README.md · agenticx/TxAgentRAOEval at main

metadata

title: TxAgent RAO Evaluation
emoji: 🌍
colorFrom: yellow
colorTo: indigo
sdk: gradio
sdk_version: 5.28.0
app_file: app.py
pinned: false

The TxAgent Rare-as-one Evaluation Portal is a Gradio-based web application designed to facilitate the human evaluation of TxAgent's responses compared to other models.

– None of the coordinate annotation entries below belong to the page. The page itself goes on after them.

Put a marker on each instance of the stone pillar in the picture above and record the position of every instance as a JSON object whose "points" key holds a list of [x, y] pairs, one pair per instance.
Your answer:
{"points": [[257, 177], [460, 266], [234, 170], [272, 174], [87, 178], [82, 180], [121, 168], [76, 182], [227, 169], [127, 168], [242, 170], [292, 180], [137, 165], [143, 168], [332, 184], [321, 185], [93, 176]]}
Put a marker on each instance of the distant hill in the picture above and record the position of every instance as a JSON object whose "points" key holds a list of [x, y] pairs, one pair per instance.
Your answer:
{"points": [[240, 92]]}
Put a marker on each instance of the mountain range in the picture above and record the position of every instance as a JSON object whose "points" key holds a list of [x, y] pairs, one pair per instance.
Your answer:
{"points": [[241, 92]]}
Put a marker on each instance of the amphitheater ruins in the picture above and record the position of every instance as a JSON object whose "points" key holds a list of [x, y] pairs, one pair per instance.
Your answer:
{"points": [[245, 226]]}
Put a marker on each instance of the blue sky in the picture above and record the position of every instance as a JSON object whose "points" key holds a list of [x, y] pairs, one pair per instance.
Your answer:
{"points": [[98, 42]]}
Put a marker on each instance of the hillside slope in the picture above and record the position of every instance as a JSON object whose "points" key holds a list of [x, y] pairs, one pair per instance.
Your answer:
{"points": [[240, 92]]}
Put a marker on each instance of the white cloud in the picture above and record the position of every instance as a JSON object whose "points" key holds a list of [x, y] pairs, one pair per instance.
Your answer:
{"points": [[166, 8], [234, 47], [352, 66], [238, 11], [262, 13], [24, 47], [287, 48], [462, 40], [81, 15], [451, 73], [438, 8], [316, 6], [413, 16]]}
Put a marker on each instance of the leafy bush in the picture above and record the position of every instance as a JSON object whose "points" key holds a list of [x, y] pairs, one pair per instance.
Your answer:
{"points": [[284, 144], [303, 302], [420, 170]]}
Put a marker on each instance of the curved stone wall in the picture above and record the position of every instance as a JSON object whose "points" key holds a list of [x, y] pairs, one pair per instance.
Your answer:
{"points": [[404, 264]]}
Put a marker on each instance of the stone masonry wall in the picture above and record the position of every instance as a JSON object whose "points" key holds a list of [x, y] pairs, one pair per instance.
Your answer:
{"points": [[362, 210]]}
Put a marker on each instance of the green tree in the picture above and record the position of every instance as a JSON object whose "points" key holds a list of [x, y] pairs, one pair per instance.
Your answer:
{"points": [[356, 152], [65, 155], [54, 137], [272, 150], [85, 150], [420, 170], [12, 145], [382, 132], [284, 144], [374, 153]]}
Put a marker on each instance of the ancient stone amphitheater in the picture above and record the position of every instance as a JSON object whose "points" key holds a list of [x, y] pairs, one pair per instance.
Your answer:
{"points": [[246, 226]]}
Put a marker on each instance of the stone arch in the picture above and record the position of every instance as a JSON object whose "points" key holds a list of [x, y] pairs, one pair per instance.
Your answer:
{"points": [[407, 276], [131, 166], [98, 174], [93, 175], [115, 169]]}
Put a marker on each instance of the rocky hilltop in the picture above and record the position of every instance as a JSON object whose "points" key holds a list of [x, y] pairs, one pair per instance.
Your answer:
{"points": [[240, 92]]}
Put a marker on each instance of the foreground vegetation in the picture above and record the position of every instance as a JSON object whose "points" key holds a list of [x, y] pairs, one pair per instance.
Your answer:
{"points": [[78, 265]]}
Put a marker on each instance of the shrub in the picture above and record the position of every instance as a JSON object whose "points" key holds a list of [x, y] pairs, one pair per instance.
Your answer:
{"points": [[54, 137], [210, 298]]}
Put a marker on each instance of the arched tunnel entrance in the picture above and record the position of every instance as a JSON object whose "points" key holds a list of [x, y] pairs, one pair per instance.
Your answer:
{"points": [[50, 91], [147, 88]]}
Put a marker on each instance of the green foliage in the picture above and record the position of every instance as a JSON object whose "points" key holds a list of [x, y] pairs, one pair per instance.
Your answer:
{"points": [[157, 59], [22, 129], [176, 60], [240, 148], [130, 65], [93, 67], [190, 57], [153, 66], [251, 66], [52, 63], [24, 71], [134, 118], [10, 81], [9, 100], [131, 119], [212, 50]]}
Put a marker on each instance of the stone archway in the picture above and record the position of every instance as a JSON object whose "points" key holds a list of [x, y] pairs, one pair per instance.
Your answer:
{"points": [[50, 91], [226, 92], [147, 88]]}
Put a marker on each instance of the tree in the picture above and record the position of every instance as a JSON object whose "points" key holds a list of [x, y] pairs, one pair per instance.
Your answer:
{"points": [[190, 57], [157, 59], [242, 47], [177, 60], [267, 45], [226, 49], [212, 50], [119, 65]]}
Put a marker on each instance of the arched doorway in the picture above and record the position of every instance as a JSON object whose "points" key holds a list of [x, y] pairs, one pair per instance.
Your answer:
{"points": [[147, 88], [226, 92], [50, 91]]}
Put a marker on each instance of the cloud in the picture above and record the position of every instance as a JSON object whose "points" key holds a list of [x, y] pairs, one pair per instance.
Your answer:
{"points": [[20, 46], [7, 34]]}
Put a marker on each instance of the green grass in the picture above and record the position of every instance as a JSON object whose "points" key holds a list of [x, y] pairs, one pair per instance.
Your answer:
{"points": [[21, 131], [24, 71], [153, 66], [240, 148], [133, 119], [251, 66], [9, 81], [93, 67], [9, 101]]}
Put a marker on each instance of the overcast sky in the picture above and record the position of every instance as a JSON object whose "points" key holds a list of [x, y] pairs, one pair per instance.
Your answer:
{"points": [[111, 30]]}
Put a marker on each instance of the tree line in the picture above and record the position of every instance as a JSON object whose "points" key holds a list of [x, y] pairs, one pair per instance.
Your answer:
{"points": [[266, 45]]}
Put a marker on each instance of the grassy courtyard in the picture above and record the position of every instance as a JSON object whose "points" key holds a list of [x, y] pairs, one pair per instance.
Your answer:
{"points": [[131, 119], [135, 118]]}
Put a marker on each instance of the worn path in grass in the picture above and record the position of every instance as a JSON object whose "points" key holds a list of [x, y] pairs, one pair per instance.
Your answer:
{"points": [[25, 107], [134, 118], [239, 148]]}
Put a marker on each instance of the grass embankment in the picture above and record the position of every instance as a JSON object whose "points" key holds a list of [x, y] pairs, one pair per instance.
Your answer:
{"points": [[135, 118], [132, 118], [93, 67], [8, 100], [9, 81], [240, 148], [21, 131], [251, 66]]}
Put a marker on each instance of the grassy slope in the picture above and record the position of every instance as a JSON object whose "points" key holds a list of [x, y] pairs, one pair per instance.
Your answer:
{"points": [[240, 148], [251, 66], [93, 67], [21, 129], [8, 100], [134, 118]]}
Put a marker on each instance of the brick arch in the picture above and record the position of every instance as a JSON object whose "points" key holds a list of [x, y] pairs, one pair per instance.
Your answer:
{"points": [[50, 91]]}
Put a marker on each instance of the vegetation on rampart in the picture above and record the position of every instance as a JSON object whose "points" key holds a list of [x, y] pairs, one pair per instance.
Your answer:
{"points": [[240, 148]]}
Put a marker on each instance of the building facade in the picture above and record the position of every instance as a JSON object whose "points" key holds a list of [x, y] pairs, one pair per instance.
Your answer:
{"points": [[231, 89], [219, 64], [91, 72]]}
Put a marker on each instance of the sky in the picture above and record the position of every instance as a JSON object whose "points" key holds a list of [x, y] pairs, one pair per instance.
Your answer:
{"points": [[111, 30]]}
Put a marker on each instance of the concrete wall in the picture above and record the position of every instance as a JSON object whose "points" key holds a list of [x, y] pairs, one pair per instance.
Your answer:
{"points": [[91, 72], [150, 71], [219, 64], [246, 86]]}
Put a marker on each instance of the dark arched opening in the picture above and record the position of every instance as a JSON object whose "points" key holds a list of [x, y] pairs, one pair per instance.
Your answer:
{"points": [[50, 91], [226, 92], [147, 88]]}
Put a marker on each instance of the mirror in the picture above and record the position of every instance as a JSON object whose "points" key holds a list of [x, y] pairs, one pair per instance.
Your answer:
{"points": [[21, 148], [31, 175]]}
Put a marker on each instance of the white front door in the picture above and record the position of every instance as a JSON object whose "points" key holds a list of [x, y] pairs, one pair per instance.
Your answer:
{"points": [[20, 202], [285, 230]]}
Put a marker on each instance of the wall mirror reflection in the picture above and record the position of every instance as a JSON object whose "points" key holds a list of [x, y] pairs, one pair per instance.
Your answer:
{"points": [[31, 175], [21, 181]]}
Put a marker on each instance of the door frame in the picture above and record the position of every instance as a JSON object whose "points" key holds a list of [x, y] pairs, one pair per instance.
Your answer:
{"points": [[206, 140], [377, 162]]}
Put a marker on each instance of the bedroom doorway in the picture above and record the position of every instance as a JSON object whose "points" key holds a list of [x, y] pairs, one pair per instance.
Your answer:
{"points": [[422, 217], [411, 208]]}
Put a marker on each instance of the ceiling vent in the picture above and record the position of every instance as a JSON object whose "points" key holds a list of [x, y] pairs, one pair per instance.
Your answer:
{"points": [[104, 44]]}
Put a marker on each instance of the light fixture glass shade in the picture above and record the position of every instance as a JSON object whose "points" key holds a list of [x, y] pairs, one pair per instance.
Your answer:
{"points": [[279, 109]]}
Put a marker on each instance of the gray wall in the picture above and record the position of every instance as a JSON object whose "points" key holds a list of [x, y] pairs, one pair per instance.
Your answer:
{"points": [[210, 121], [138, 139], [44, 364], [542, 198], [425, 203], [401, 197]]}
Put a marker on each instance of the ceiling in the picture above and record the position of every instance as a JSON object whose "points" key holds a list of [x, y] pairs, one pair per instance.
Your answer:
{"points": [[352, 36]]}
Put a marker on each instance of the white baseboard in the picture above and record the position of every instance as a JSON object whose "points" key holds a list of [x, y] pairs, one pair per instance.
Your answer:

Users log in with their credentials, receive questions relevant to their expertise, and then perform pairwise comparisons and detailed ratings of model responses.

Features

User Registration: The portal collects user information such as name, email, evaluator ID, medical specialty, subspecialty, NPI ID, and years of experience.
Dynamic Question Assignment: Questions are fetched based on the evaluator's ID. The system tracks previously evaluated questions to ensure users don't see the same questions twice.
Model Response Display: Two model responses are presented side-by-side in scrollable chat windows for easy comparison.
Reference Answer: A reference answer is provided to offer context and guidance during evaluation.
Pairwise Comparison: Users compare Model A and Model B across five criteria: Problem Resolution, Helpfulness, Scientific Consensus, Accuracy, and Completeness.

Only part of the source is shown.